4. Autoritarismo - O MEC induziu as universidades a aceitarem o ENEM como vestibular, com uma pequena margem de manobra (margem que foi aproveitada, não por acaso, pelas mais competentes universidades, entre elas a UFRGS, ainda bem, que enquanto não forem constrangidas economicamente vão resistir a ele, espero). O prazo desse processo, considerando a correta e necessária lentidão que uma universidade precisa manter em questões dessa magnitude, foi estreitíssimo. E a mudança foi divulgada, como se viu em Porto Alegre, com ares de verdade revelada: quadros do Ministério vieram à boca da cena com aquele sorriso desdenhoso de quem tem pouca leitura e muito poder, para regozijar-se com a
suposta modernização que anunciavam. Durante a ditadura, também se viu isso: a toque de caixa, sem debate público e embalado por um discurso modernizador, o governo federal impôs aquela mixórdia legal que alterou para pior o ensino fundamental e o médio. Um paralelo assustador: naquela época, o MEC quis abolir o ensino de Português e Literatura, obrigando à medonha “Comunicação e Expressão”; agora, nomeia a prova que trata dos mesmos conteúdos com outro horror, “Linguagens, Códigos e suas Tecnologias”. Autoritarismo pouco culto de quem presume estar reinventando o mundo, aliado à redação inepta, em mais um assalto na luta da pedagogia inespecífica contra os “conteúdos” que ela tanto despreza – e ai de quem tenha estudado e valorize algum deles.

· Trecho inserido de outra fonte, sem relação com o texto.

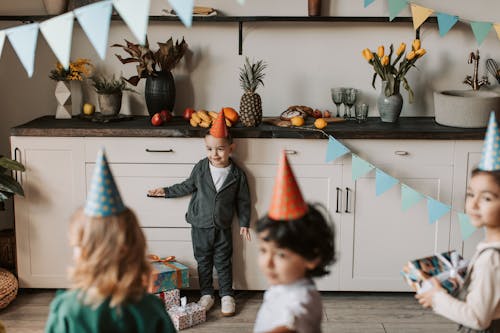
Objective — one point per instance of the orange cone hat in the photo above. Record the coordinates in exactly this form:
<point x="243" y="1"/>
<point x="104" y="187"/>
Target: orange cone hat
<point x="219" y="128"/>
<point x="287" y="202"/>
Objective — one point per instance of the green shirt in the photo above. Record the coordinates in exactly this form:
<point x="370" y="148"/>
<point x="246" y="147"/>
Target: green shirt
<point x="69" y="314"/>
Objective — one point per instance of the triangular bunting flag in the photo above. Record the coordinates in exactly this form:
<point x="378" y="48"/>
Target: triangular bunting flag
<point x="409" y="197"/>
<point x="136" y="15"/>
<point x="359" y="167"/>
<point x="183" y="9"/>
<point x="436" y="209"/>
<point x="446" y="22"/>
<point x="94" y="20"/>
<point x="466" y="228"/>
<point x="383" y="182"/>
<point x="335" y="149"/>
<point x="368" y="2"/>
<point x="395" y="6"/>
<point x="23" y="40"/>
<point x="58" y="32"/>
<point x="420" y="14"/>
<point x="481" y="30"/>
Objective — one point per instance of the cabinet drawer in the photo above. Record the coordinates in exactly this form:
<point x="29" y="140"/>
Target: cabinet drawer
<point x="411" y="152"/>
<point x="146" y="150"/>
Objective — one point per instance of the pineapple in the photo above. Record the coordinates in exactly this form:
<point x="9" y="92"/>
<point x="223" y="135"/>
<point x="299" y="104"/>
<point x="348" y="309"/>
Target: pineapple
<point x="250" y="104"/>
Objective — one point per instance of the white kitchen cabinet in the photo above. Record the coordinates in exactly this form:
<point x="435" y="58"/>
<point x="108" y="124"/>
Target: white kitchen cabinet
<point x="54" y="188"/>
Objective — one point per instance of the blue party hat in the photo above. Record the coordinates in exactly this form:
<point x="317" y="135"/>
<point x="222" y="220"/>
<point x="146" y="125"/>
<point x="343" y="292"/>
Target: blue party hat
<point x="490" y="159"/>
<point x="103" y="199"/>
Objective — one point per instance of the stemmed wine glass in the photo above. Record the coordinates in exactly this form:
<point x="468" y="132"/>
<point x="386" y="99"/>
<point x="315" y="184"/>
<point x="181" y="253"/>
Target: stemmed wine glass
<point x="350" y="97"/>
<point x="338" y="97"/>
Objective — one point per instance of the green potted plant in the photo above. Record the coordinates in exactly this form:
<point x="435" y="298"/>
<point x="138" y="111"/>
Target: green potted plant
<point x="109" y="93"/>
<point x="156" y="67"/>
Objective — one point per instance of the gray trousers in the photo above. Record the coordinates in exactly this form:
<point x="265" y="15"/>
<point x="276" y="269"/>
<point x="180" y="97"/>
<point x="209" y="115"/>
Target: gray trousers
<point x="214" y="247"/>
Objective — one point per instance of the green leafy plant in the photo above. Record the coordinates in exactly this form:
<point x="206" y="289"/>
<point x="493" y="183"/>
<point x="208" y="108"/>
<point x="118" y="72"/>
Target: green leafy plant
<point x="150" y="63"/>
<point x="8" y="185"/>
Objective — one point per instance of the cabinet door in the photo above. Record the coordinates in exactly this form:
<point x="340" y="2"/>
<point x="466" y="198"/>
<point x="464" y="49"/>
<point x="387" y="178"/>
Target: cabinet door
<point x="378" y="238"/>
<point x="54" y="185"/>
<point x="318" y="184"/>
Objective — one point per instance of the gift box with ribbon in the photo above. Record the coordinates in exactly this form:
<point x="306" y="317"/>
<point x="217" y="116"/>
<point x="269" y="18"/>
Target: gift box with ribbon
<point x="187" y="315"/>
<point x="448" y="267"/>
<point x="167" y="274"/>
<point x="170" y="298"/>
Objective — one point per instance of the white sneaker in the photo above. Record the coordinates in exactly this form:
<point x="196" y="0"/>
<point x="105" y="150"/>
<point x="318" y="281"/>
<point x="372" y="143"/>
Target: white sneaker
<point x="207" y="301"/>
<point x="227" y="306"/>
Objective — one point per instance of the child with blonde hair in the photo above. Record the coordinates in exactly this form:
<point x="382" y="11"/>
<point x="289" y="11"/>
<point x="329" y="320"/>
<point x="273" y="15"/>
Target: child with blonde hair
<point x="111" y="272"/>
<point x="476" y="307"/>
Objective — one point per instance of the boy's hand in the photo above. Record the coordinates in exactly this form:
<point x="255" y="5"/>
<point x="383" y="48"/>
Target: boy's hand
<point x="245" y="232"/>
<point x="157" y="192"/>
<point x="425" y="299"/>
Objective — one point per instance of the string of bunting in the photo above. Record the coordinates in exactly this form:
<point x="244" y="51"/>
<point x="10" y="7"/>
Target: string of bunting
<point x="384" y="182"/>
<point x="446" y="21"/>
<point x="95" y="22"/>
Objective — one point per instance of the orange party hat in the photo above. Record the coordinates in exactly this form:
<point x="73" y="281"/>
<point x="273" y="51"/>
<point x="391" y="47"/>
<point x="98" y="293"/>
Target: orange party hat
<point x="287" y="202"/>
<point x="219" y="128"/>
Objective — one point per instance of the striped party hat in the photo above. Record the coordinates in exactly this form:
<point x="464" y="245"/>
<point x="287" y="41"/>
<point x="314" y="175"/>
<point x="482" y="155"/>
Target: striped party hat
<point x="103" y="199"/>
<point x="490" y="158"/>
<point x="287" y="202"/>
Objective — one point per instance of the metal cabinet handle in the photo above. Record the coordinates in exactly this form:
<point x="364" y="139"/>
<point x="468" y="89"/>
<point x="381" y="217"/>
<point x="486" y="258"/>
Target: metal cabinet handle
<point x="401" y="153"/>
<point x="338" y="200"/>
<point x="347" y="199"/>
<point x="159" y="150"/>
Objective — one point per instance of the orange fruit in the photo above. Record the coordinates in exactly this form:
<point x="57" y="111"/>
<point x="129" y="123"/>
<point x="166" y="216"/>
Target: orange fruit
<point x="320" y="123"/>
<point x="297" y="121"/>
<point x="230" y="114"/>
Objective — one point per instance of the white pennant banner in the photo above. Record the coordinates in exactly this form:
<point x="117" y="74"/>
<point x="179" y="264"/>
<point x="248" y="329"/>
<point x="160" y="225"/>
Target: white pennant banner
<point x="58" y="32"/>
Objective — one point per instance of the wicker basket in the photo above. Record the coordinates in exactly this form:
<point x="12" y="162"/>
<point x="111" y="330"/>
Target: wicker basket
<point x="8" y="287"/>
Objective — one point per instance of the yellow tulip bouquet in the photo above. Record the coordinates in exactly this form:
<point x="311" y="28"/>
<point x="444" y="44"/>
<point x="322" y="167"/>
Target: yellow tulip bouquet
<point x="393" y="72"/>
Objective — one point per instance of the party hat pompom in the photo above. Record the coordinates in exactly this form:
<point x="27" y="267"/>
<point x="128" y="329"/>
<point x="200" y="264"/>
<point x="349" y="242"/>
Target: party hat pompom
<point x="103" y="199"/>
<point x="287" y="202"/>
<point x="219" y="128"/>
<point x="490" y="159"/>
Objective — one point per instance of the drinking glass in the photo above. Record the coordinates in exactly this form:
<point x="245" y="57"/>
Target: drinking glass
<point x="337" y="98"/>
<point x="350" y="97"/>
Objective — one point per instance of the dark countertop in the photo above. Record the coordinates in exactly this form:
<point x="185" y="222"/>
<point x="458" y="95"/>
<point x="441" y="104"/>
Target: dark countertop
<point x="139" y="126"/>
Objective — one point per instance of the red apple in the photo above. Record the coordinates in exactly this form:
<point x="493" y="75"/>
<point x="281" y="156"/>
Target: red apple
<point x="165" y="115"/>
<point x="156" y="119"/>
<point x="188" y="113"/>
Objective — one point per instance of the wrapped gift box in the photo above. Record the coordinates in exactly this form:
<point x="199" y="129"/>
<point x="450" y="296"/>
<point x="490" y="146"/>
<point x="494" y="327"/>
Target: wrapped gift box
<point x="187" y="315"/>
<point x="168" y="275"/>
<point x="448" y="267"/>
<point x="170" y="298"/>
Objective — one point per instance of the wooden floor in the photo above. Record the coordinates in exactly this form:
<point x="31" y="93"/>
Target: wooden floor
<point x="343" y="312"/>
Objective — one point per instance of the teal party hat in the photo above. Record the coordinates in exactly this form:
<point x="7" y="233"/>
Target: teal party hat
<point x="490" y="159"/>
<point x="103" y="199"/>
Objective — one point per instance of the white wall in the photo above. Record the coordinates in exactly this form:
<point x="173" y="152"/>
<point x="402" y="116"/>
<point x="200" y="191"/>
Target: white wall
<point x="304" y="59"/>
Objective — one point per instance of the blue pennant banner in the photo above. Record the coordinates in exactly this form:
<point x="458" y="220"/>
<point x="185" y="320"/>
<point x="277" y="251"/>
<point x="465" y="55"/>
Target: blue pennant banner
<point x="409" y="197"/>
<point x="58" y="32"/>
<point x="335" y="149"/>
<point x="136" y="16"/>
<point x="23" y="40"/>
<point x="183" y="9"/>
<point x="94" y="20"/>
<point x="466" y="228"/>
<point x="383" y="182"/>
<point x="359" y="167"/>
<point x="446" y="22"/>
<point x="436" y="209"/>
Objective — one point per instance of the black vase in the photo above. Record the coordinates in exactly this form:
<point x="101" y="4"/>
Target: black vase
<point x="160" y="92"/>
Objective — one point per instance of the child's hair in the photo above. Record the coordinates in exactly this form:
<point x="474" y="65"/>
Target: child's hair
<point x="112" y="260"/>
<point x="311" y="236"/>
<point x="495" y="174"/>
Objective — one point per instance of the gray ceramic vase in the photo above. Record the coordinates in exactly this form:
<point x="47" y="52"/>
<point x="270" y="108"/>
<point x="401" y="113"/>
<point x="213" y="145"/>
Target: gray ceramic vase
<point x="389" y="107"/>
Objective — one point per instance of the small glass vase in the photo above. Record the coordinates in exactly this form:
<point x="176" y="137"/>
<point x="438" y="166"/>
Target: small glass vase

5. Desprezo pela História da Literatura - O modo de elaborar a prova, na tal área de Linguagens, Códigos e, argh, suas Tecnologias, jogou no lixo a grande tradição de ensino de história da literatura. Há defeitos nela? Por certo que sim, e está aqui um dos tantos críticos dos modelos atuais; mas provavelmente serão proporcionais aos de qualquer outra área. O certo é que o ENEM trata o texto literário como apenas um texto entre outros: um poema de Drummond no mesmo patamar que um anúncio de remédio e um cartaz contra o cigarro, sem qualquer contexto. As aulas de História da Literatura costumam ser a melhor (quando não a única) porta de entrada oferecida pela escola ao mundo da cultura letrada; abolida do programa do ENEM a demanda por essa dimensão, e na assustadora hipótese de o exame vir a ser o vestibular universal para o terceiro grau no país, o que ocorrerá? A morte por asfixia da história da literatura parece quase inevitável, e com ela a citada porta de entrada. Isso num
governo de esquerda, que costuma alegar gosto pela história.